Quem já sofreu luxação deve seguir a reabilitação mesmo depois que a dor diminui.
Nessa situação, consultar uma equipe qualificada em ortopedia traz mais segurança para a escolha do tratamento e para o momento correto de voltar ao trabalho ou ao esporte.
Perguntas frequentes
Toda lesão labral precisa de cirurgia?
Não. Muitas pessoas melhoram com ajuste das atividades e fisioterapia bem planejada. A cirurgia é avaliada quando persistem dor, perda de função ou instabilidade, principalmente após tratamento conservador adequado. O tipo de lesão, a idade, a rotina, o esporte praticado e a presença de luxações influenciam essa decisão.
A ressonância confirma sozinha a causa da dor?
Não necessariamente. A ressonância pode mostrar alterações que não provocam sintomas, sobretudo com o avanço da idade. O resultado precisa ser comparado com o histórico, o exame físico e os movimentos que causam dor ou instabilidade. Essa análise evita atribuir toda queixa a um achado incidental.
Para saber qual tratamento se aplica ao seu caso, procure médico especialista em ombro e cotovelo.

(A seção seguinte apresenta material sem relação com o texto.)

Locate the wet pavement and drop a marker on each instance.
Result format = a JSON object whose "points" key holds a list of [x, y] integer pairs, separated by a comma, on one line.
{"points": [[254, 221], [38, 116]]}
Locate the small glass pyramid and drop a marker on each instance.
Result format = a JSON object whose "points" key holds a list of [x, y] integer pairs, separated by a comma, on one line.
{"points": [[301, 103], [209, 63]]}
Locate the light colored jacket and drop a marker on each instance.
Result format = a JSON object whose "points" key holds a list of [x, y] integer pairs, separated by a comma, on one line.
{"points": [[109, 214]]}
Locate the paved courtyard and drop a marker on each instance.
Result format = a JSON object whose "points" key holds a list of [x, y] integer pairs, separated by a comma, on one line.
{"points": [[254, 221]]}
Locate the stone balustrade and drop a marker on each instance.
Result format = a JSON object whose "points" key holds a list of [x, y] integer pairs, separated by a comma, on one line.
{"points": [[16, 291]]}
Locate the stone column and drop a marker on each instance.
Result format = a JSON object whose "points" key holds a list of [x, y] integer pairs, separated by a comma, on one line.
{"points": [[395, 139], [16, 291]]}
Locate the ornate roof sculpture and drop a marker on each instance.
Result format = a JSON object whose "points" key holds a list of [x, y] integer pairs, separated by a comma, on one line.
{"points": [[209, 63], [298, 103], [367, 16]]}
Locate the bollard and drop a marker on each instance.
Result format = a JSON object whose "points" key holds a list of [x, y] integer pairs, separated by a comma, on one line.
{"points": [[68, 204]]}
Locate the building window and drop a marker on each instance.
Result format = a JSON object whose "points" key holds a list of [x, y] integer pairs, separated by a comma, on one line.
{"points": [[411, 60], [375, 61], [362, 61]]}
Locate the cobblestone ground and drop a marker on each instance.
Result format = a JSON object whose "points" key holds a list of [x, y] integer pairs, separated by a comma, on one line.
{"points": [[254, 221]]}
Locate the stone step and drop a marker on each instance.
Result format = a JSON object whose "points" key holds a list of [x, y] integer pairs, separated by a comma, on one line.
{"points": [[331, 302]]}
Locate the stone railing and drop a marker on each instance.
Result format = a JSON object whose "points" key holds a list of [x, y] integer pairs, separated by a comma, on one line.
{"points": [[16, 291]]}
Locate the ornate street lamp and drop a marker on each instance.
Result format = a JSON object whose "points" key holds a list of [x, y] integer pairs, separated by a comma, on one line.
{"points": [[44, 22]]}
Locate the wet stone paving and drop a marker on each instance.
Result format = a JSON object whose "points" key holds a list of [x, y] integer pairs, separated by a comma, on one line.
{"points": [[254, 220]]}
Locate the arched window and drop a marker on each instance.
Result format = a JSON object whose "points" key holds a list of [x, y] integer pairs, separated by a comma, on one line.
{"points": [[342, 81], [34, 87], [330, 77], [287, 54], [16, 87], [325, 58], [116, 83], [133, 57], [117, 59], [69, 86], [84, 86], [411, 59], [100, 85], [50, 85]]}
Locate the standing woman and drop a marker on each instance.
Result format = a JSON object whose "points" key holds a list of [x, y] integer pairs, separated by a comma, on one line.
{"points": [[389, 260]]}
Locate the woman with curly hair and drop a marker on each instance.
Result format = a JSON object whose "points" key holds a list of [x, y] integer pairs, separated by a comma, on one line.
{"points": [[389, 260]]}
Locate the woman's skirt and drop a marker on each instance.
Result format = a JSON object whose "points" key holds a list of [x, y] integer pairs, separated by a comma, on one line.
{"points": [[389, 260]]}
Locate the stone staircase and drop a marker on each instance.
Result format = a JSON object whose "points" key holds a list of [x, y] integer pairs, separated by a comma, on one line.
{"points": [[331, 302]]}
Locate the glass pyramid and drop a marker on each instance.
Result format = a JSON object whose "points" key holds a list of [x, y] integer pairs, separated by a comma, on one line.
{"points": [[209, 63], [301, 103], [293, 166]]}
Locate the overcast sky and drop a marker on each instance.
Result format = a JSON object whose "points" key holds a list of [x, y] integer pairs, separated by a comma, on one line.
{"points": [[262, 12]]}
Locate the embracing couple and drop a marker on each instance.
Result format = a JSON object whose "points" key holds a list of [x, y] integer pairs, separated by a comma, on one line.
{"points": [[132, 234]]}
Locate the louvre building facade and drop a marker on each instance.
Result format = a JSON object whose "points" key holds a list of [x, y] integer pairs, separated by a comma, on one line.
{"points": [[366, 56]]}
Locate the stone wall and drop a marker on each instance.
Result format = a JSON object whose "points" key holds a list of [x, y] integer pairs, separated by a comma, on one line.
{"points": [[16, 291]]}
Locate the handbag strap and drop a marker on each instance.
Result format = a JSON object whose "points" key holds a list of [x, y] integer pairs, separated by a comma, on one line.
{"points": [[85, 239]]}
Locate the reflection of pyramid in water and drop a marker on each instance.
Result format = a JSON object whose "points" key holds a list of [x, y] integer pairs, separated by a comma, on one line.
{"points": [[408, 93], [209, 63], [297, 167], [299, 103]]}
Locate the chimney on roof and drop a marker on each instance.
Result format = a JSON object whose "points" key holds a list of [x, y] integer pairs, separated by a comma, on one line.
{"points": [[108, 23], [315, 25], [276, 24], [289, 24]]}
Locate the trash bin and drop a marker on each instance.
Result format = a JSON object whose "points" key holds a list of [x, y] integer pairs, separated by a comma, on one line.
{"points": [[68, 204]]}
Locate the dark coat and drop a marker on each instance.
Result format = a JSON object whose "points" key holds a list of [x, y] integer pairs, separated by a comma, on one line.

Quanto tempo leva para voltar ao esporte?
O prazo varia conforme a lesão, o tratamento e o esporte. Casos não cirúrgicos podem evoluir ao longo de alguns meses. Após reparo, a cicatrização e a reabilitação frequentemente exigem vários meses, com progressão cuidadosa para arremessos, contato e cargas elevadas. A liberação depende de testes funcionais e avaliação profissional.